We mark
beginnings, celebrating the “new:” the possibilities, the opportunities, the
change, the risk, the good ones, the not-so-good ones, those that are small and
those that are large. We continually
birth ourselves throughout life, conceiving notions and ideas, nourishing them
and letting them grow within until the time is ripe for the contractions and
the mess of birth. Birthing is not easy. With the new, come those possibilities, those
opportunities, those changes, risks and every emotion from elation to fear.
Whether
we are marking birthdays, anniversaries, a new business or job, a new house or
a new church year, we often reminisce about what came before, what has changed,
what is closing.
There’s
a 1998 pop song by a local band done good, Semisonic, called “Closing
Time.” https://www.youtube.com/watch?v=xGytDsqkQY8&feature=kp The song is about “bar time” when the bar is
closing for the night, the last drinks have been served, the last dance is
being danced. Many of us can picture the
scene. Songwriter Dan Wilson has a way with words and puts an interesting slant
on the scene. “Every new beginning comes
from some other beginning’s end.”
With
the beginning of Advent we have the opportunity to begin again. The past year is ending, teaching us and
guiding us into a new understanding of who we are for our families, our
friends, our beloved faith community and our God. What can we let go of from the past? What former beginning are we willing to let
end?
Dan Wilson has another line in the song:
“You don’t have to go home, but you can’t stay here.” I take this metaphorically. I must be willing to leave the comfort of
some of what “home” means to me. Those
emotions that drag me down, those relationships that are strained, those
burdens that keep me away from the ability to see the holy.

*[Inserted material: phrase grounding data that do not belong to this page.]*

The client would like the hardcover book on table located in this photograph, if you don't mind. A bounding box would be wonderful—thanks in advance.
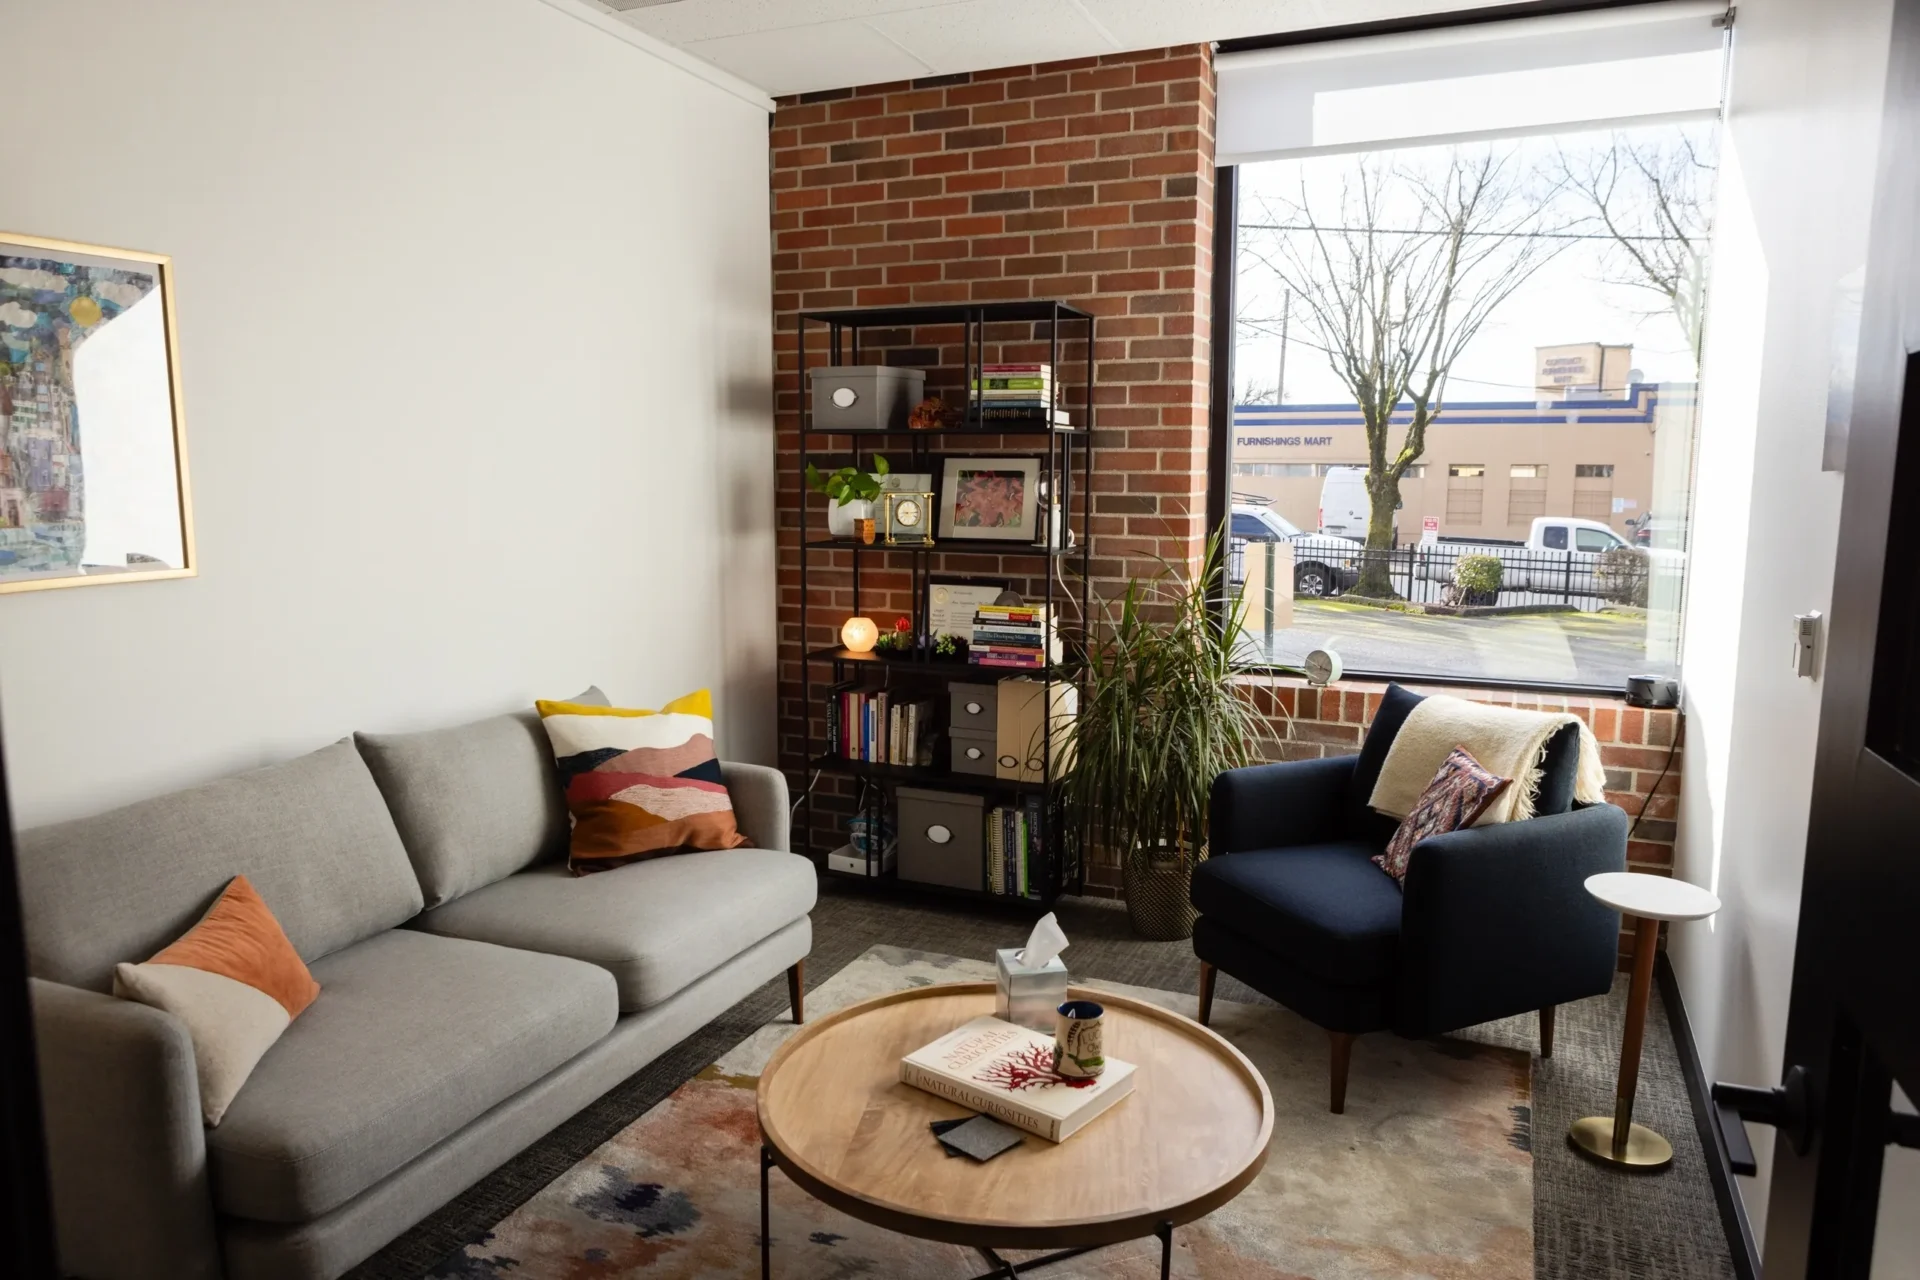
[899,1015,1135,1142]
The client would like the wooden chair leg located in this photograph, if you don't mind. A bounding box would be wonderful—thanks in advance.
[787,959,805,1025]
[1540,1004,1556,1059]
[1196,961,1217,1027]
[1329,1031,1355,1114]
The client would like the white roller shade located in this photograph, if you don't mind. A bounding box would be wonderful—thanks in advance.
[1217,2,1728,165]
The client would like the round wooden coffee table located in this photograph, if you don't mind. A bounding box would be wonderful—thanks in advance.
[756,981,1273,1279]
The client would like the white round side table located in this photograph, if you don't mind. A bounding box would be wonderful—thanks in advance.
[1571,871,1721,1170]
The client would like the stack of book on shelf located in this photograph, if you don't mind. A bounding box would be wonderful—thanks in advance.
[971,363,1070,425]
[899,1015,1136,1142]
[827,689,934,766]
[986,796,1047,899]
[968,604,1060,669]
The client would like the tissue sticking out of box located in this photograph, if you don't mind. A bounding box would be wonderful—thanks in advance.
[1018,912,1069,970]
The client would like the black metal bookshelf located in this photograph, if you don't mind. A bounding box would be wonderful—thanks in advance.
[797,301,1095,909]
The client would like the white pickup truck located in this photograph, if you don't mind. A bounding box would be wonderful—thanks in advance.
[1413,516,1634,592]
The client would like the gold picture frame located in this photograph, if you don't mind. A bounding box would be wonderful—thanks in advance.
[0,232,196,594]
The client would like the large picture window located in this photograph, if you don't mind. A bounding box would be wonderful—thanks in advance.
[1216,7,1725,690]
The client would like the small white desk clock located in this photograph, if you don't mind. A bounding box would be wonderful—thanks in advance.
[1304,647,1343,686]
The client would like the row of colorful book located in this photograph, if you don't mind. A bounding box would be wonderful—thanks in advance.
[826,688,933,766]
[970,362,1071,424]
[968,603,1059,670]
[985,796,1047,899]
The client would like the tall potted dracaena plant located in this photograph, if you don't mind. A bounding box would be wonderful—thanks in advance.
[1055,536,1278,940]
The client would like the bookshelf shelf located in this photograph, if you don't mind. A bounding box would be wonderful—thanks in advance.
[798,300,1094,905]
[804,537,1074,559]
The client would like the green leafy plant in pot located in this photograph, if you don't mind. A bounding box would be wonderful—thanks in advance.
[805,456,890,539]
[1054,536,1279,940]
[1451,553,1504,608]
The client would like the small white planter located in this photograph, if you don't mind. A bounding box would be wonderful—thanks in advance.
[826,498,872,538]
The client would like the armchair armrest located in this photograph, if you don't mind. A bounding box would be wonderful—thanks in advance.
[30,978,220,1280]
[1209,754,1359,854]
[1392,803,1628,1039]
[721,761,791,853]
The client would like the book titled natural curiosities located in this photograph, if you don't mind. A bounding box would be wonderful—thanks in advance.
[900,1015,1136,1142]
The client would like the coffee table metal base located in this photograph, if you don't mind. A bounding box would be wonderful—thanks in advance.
[760,1145,1174,1280]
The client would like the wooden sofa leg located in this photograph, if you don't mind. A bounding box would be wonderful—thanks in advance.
[787,960,805,1025]
[1196,961,1217,1027]
[1540,1005,1556,1059]
[1329,1032,1355,1114]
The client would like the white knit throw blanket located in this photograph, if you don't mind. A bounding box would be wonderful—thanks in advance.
[1367,694,1608,824]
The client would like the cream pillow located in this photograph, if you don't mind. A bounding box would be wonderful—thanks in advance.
[113,875,321,1125]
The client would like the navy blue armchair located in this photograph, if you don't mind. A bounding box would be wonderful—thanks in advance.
[1191,684,1627,1113]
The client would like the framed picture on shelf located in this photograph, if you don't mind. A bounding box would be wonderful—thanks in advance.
[926,576,1009,641]
[937,456,1043,541]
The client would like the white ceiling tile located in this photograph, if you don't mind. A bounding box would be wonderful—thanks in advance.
[868,0,1120,74]
[610,0,1510,98]
[620,0,962,44]
[685,22,936,96]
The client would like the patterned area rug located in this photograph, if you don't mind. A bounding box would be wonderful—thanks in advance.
[428,946,1533,1279]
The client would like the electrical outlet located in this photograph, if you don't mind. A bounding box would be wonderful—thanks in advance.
[1792,612,1822,678]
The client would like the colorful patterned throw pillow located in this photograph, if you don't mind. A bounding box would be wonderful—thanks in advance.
[1374,745,1511,884]
[536,689,747,874]
[113,876,321,1126]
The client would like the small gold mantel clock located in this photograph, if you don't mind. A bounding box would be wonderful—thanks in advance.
[882,490,936,545]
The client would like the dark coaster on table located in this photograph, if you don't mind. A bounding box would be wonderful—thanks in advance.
[936,1115,1025,1162]
[930,1115,972,1156]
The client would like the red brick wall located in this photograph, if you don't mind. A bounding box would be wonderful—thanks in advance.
[771,49,1218,855]
[1079,676,1683,965]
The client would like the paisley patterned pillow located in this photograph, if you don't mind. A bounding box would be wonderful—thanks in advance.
[1374,746,1511,884]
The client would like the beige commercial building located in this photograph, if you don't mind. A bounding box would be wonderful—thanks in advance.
[1230,380,1697,545]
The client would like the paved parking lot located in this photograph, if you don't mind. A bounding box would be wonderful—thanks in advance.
[1239,599,1671,688]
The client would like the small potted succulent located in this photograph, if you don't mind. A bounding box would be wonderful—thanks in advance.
[872,616,969,662]
[805,456,890,542]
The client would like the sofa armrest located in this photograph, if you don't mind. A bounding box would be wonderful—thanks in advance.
[30,978,220,1280]
[721,761,791,853]
[1210,755,1359,854]
[1392,803,1628,1039]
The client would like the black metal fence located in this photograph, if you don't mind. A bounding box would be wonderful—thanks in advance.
[1230,538,1651,611]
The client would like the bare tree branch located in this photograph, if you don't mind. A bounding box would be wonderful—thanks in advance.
[1238,145,1570,593]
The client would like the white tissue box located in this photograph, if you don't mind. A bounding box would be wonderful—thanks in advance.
[995,947,1069,1031]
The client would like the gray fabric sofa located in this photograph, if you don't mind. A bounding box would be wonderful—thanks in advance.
[16,707,816,1280]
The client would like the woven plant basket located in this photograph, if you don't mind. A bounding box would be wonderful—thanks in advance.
[1122,849,1200,941]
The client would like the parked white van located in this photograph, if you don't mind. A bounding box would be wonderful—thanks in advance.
[1318,466,1372,540]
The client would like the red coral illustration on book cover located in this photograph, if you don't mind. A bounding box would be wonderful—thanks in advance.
[972,1041,1097,1091]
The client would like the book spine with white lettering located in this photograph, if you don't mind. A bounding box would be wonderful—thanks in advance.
[898,1060,1065,1141]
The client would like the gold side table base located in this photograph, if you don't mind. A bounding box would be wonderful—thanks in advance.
[1568,1116,1673,1170]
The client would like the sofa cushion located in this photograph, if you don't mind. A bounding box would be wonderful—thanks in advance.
[1190,842,1404,986]
[355,687,609,909]
[413,847,817,1012]
[207,929,616,1222]
[17,740,423,992]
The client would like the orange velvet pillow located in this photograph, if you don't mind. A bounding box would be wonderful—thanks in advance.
[113,876,320,1124]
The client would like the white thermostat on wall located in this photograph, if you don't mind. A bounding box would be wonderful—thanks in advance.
[1304,647,1343,687]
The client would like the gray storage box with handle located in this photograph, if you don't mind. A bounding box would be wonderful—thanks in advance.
[809,365,926,432]
[896,786,985,890]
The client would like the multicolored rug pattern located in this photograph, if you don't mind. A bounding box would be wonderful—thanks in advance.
[428,947,1533,1279]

We are entering into Advent, which, according to Dictionary.com
means: a coming into place, view, or being; arrival: the advent of the holiday season. We,
by the nature of our baptism, are coming into a new place. We cannot stay “here” and be prepared for the
gift of Jesus without revisiting what was, we need to be willing to change
those things that are preventing us from moving into a fuller communion with
Jesus and with one another.
Our personal closing time, that
act of shutting the door of one part of our life, opens so many
opportunities. One more line from the
song: “Time for you to go out to the places you will be from.” Where are we from? What does this beginning offer us and our
world? Are we willing to go out into all
those places we inhabit every hour of the day and see the advent of this new
beginning? Are we willing to see how
this beginning can be another beginning’s end?
I wish you blessings as we exit,
together, what was, and enter, together, what will be.